10 Dezembro 2014

 

30 anos da Convenção contra a Tortura

A marcar o 30º aniversário da aprovação da Convenção contra a Tortura nas Nações Unidas, este 10 de dezembro, o Relator Especial da ONU para a Tortura, Juan Mendez, que pressiona os países a acabarem com a desprezível prática, e ele mesmo um sobrevivente de tortura na Argentina, evoca neste artigo a sua angustiante experiência e os desafios que se enfrentam na luta global contra a tortura.
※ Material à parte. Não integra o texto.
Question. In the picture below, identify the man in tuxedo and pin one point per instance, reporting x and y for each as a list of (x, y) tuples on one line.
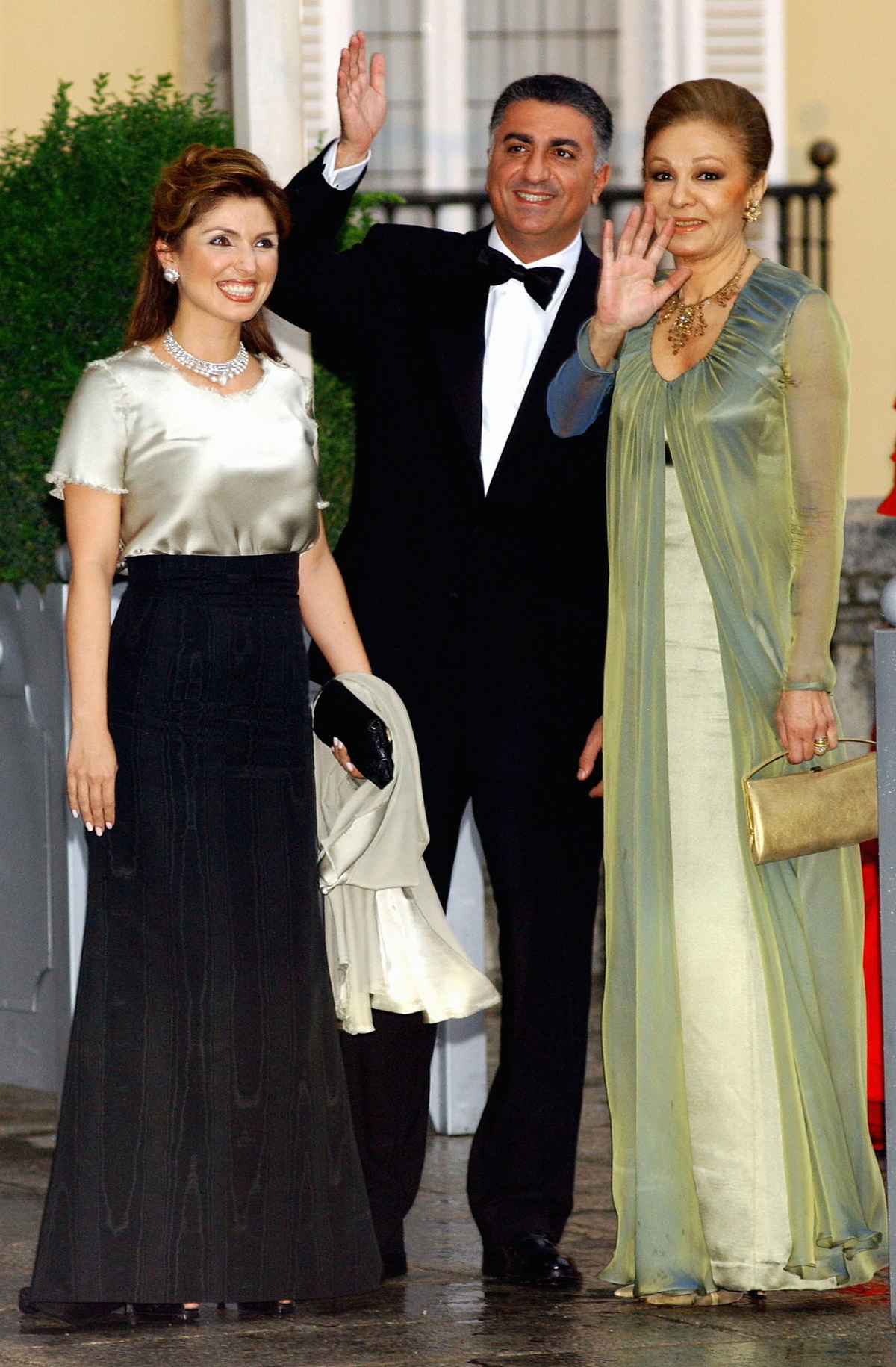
[(476, 562)]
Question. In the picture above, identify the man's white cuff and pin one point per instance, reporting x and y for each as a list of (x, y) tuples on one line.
[(344, 176)]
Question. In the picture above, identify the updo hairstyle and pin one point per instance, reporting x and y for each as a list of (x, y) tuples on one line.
[(187, 189), (728, 105)]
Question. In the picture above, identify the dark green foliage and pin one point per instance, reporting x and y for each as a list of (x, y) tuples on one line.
[(74, 212), (334, 398)]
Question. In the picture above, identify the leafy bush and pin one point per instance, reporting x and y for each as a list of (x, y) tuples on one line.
[(74, 212), (334, 398)]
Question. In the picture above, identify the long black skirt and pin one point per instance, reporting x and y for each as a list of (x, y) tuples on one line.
[(205, 1143)]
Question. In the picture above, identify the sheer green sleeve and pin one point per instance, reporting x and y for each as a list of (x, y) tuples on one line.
[(815, 400)]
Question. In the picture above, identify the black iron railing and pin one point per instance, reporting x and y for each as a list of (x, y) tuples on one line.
[(800, 237)]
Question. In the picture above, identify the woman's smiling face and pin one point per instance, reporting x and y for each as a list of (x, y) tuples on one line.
[(696, 174)]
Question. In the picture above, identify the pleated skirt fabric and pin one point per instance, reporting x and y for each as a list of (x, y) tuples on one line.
[(205, 1144)]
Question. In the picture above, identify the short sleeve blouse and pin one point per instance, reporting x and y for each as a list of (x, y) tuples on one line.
[(199, 474)]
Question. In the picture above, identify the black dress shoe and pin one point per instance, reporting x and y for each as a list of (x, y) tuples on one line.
[(85, 1314), (164, 1312), (530, 1261), (264, 1309)]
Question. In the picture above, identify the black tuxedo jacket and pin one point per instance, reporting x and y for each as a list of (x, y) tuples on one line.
[(455, 592)]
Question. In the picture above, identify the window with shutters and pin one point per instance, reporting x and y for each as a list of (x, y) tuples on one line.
[(511, 39), (393, 28)]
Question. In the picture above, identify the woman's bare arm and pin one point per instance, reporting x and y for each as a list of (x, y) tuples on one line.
[(326, 609), (327, 614), (93, 522)]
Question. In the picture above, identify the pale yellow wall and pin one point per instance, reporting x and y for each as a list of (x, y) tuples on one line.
[(841, 85), (46, 40)]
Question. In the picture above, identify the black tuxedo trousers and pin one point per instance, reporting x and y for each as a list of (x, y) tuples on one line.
[(488, 614)]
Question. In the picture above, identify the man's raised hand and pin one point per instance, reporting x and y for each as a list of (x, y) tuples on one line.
[(361, 100)]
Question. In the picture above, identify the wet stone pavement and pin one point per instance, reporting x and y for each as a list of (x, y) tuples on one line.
[(443, 1312)]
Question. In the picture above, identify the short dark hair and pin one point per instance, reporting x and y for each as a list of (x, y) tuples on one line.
[(553, 89)]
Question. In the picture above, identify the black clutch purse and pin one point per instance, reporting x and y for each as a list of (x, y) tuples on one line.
[(337, 713)]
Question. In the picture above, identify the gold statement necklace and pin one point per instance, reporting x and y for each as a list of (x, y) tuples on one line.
[(688, 317)]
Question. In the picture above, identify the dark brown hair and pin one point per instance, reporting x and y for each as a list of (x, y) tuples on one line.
[(187, 189), (724, 103)]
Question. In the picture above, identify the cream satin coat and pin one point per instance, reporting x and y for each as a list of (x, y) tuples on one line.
[(388, 942)]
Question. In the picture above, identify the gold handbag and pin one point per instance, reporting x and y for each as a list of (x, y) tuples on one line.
[(820, 810)]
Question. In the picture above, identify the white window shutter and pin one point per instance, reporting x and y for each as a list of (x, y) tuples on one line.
[(665, 41), (327, 26)]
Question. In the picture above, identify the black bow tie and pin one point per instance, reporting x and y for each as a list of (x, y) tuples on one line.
[(538, 281)]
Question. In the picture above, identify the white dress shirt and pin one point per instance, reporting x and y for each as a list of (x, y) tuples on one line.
[(344, 176), (515, 331)]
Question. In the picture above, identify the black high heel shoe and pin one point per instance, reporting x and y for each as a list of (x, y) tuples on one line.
[(264, 1309), (85, 1314), (164, 1312)]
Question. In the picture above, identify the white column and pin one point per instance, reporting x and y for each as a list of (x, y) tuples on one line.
[(446, 161), (267, 47), (458, 1080), (641, 41)]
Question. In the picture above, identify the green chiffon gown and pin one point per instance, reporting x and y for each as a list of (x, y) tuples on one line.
[(734, 1014)]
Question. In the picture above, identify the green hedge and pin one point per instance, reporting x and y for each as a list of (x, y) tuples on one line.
[(74, 212)]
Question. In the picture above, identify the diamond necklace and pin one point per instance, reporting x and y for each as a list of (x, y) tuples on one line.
[(219, 372), (688, 317)]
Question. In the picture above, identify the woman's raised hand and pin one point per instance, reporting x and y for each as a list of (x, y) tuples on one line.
[(361, 100), (629, 293)]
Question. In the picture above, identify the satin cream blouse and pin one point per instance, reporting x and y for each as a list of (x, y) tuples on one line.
[(199, 474)]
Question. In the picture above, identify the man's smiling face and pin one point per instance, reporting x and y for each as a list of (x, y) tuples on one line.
[(543, 176)]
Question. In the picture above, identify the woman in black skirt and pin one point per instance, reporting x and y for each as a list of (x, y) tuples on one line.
[(205, 1144)]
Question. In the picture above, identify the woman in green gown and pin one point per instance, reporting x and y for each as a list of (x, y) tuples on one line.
[(734, 1016)]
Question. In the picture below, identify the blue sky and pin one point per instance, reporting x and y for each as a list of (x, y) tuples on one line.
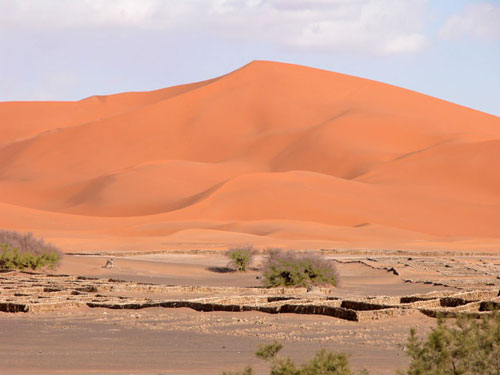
[(71, 49)]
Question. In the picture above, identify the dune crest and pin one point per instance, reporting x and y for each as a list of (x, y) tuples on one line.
[(272, 154)]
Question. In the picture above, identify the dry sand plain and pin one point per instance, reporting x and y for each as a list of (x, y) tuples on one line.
[(271, 154), (159, 340)]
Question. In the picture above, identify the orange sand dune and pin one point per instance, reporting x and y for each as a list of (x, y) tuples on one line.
[(270, 154)]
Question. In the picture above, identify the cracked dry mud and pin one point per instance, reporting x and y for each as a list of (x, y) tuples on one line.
[(81, 325)]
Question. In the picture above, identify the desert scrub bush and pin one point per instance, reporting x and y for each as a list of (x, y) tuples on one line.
[(294, 269), (23, 250), (241, 258), (469, 347), (323, 363)]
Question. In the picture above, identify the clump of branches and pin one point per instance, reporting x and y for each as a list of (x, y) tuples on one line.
[(288, 268), (323, 363), (241, 257), (469, 346)]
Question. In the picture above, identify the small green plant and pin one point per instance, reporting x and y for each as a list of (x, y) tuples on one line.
[(323, 363), (241, 258), (13, 259), (293, 269), (469, 347), (19, 251)]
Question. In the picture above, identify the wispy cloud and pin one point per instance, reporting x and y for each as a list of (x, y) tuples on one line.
[(360, 26), (480, 20)]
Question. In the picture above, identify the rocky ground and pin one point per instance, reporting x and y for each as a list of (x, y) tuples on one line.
[(140, 325)]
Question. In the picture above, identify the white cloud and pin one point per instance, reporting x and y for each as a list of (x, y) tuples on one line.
[(480, 20), (365, 26)]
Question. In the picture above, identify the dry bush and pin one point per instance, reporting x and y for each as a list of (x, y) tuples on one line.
[(240, 258), (288, 268)]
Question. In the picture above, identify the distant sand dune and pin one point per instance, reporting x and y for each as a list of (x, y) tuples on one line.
[(272, 153)]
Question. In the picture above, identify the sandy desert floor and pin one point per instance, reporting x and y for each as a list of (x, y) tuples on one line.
[(183, 341)]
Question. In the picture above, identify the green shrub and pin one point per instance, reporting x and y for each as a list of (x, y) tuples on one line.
[(12, 259), (293, 269), (240, 258), (323, 363), (471, 346)]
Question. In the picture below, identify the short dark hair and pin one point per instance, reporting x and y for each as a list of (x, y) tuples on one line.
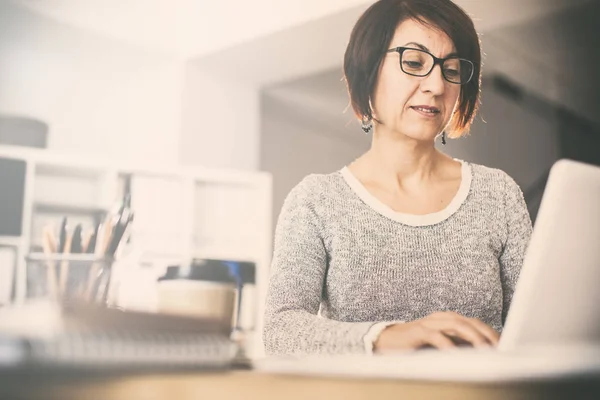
[(372, 36)]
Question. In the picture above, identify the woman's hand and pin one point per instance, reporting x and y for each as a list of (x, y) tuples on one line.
[(441, 330)]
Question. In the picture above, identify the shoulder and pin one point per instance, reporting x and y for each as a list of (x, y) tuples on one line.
[(493, 180)]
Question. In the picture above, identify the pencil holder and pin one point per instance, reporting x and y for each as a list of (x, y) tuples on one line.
[(69, 278)]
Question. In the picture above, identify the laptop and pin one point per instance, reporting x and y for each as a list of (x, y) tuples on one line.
[(553, 326)]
Numa manhã fria de 1975, o jovem advogado argentino de direitos humanos Juan Mendez viu dois polícias a avançarem vigorosamente na sua direção, numa rua tranquila de Buenos Aires, e percebeu imediatamente que estava em enorme perigo.
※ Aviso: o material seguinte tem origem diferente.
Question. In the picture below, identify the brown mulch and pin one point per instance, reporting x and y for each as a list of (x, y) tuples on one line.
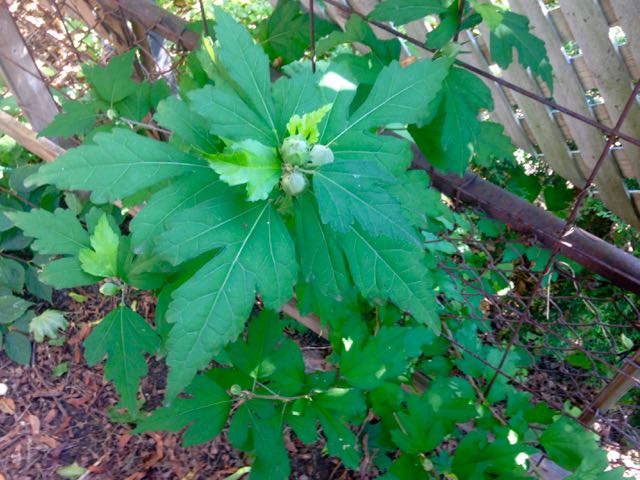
[(47, 422)]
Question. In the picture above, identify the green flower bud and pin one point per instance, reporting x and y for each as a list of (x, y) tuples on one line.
[(295, 150), (109, 289), (112, 114), (294, 183), (320, 155)]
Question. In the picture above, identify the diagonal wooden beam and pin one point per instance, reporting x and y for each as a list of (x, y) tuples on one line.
[(22, 74)]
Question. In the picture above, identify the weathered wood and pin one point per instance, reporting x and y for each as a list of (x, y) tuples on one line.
[(593, 253), (591, 31), (628, 16), (41, 147), (625, 379), (502, 112), (548, 135), (22, 74), (590, 142), (152, 17)]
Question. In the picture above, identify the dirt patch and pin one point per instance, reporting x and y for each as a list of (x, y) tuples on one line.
[(47, 422)]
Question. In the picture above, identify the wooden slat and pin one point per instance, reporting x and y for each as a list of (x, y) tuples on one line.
[(548, 135), (502, 111), (628, 13), (41, 147), (22, 74), (591, 30), (590, 142)]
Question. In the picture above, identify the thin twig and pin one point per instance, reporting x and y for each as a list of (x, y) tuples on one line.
[(312, 35), (18, 197), (205, 26), (511, 86)]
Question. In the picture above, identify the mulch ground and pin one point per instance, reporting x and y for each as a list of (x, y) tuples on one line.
[(47, 422)]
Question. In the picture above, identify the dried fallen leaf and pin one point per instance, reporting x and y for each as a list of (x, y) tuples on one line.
[(81, 335), (123, 440), (72, 471), (50, 416), (49, 441), (34, 422), (7, 406)]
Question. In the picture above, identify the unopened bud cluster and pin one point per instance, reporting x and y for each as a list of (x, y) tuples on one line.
[(296, 153)]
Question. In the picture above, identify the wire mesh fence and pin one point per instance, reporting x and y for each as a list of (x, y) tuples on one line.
[(552, 327)]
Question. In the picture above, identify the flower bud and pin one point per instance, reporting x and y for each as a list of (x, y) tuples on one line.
[(294, 183), (112, 114), (108, 289), (320, 155), (295, 150)]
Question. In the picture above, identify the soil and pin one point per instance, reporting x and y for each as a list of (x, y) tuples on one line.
[(47, 422)]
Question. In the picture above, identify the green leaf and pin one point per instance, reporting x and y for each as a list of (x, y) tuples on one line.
[(66, 273), (247, 65), (186, 192), (119, 164), (12, 274), (187, 125), (444, 32), (322, 262), (476, 457), (101, 260), (113, 82), (358, 30), (455, 129), (205, 413), (285, 33), (18, 347), (35, 286), (12, 308), (47, 324), (431, 417), (248, 162), (384, 356), (136, 105), (405, 11), (491, 14), (55, 233), (77, 118), (491, 143), (207, 225), (560, 439), (307, 124), (256, 427), (123, 336), (393, 154), (400, 95), (229, 117), (297, 95), (512, 33), (73, 471), (268, 357), (335, 408), (210, 309), (352, 190), (388, 269)]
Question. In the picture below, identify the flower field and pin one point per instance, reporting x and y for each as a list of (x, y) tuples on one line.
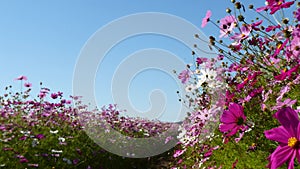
[(244, 108)]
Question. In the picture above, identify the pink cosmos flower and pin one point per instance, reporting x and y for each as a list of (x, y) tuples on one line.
[(27, 84), (288, 137), (232, 119), (286, 103), (54, 95), (272, 28), (245, 31), (297, 14), (295, 43), (40, 136), (201, 60), (205, 20), (21, 78), (184, 76), (178, 153), (275, 5), (286, 74), (226, 25), (255, 25)]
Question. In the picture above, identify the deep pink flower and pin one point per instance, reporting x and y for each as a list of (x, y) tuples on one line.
[(23, 138), (178, 153), (279, 48), (40, 136), (23, 160), (286, 103), (272, 28), (200, 60), (226, 25), (234, 164), (297, 14), (21, 78), (232, 119), (295, 44), (255, 25), (184, 76), (286, 74), (275, 5), (27, 84), (54, 95), (205, 20), (288, 136), (245, 31)]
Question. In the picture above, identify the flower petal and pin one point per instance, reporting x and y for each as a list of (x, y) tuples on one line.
[(228, 117), (280, 156), (227, 127), (278, 134), (237, 110)]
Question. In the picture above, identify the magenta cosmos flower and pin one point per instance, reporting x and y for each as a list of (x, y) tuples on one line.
[(275, 5), (184, 76), (21, 78), (205, 20), (226, 25), (288, 137), (233, 119), (245, 31)]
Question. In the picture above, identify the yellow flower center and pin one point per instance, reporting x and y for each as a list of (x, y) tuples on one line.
[(292, 142), (279, 46)]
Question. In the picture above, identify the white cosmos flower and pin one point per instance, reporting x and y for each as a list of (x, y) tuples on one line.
[(208, 76)]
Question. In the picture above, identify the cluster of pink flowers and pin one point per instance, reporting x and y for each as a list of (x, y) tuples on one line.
[(48, 128), (262, 75)]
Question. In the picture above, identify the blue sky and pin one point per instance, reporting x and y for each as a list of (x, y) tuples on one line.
[(43, 39)]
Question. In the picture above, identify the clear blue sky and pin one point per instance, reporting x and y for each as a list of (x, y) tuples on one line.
[(43, 39)]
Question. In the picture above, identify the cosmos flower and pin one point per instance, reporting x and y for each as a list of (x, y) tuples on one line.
[(184, 76), (27, 84), (275, 5), (21, 78), (232, 119), (245, 31), (226, 25), (288, 137), (206, 19)]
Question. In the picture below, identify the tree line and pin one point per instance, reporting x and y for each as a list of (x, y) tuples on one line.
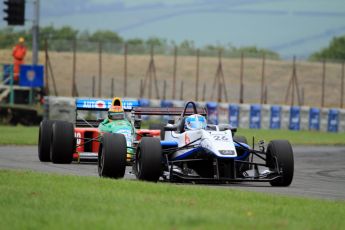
[(60, 39), (334, 51)]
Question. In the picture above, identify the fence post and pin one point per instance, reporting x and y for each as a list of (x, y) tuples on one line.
[(204, 92), (263, 79), (181, 93), (197, 75), (93, 86), (342, 86), (125, 71), (164, 89), (174, 75), (241, 80), (46, 72), (100, 71), (112, 88), (141, 88), (74, 67)]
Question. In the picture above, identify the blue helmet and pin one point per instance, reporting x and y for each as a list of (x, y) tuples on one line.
[(195, 122)]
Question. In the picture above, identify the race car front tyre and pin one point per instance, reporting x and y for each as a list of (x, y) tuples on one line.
[(112, 156), (62, 142), (280, 150), (148, 162), (159, 126), (44, 140)]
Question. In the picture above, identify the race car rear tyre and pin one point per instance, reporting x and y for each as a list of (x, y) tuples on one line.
[(159, 126), (241, 167), (62, 142), (44, 140), (282, 151), (148, 162), (112, 157)]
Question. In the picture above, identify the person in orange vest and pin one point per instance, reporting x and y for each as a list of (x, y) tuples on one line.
[(18, 53)]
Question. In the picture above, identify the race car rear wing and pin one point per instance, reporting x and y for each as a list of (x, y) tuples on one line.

Eram tempos de revolta. Numa altura em que a violenta junta militar estava a tomar o poder pela força, o trabalho de Mendez em defesa dos presos políticos era um trabalho de elevado risco, de risco de vida.

Sem dizerem uma só palavra, os polícias agarraram Juan Mendez, vendaram-no e enfiaram-no num carro. Levaram-no para a esquadra e algumas horas depois entregaram-no aos agentes dos serviços secretos.

“Eu sabia bem que todos aqueles que eram acusados de ‘subversão’ eram torturados impiedosamente. A primeira coisa em que pensei quando a polícia me levou é que tinha de me manter forte e não lhes dizer nada que pudesse conduzir à detenção e tortura de outros”, recorda.

As suspeitas estavam certas. O interrogatório, que se arrastou ao longo de três dias, foi implacável. Os interrogadores eletrocutaram-no enquanto lhe faziam perguntas sobre o seu trabalho e as pessoas que conhecia. Fizeram o inimaginável para o forçar a revelar nomes, moradas, números de telefone e tudo mais que pudesse levar a mais detenções e a mais tortura.

Numa das ocasiões, um polícia enfiou-lhe uma pistola na boca e premiu o gatilho. A arma não tinha balas.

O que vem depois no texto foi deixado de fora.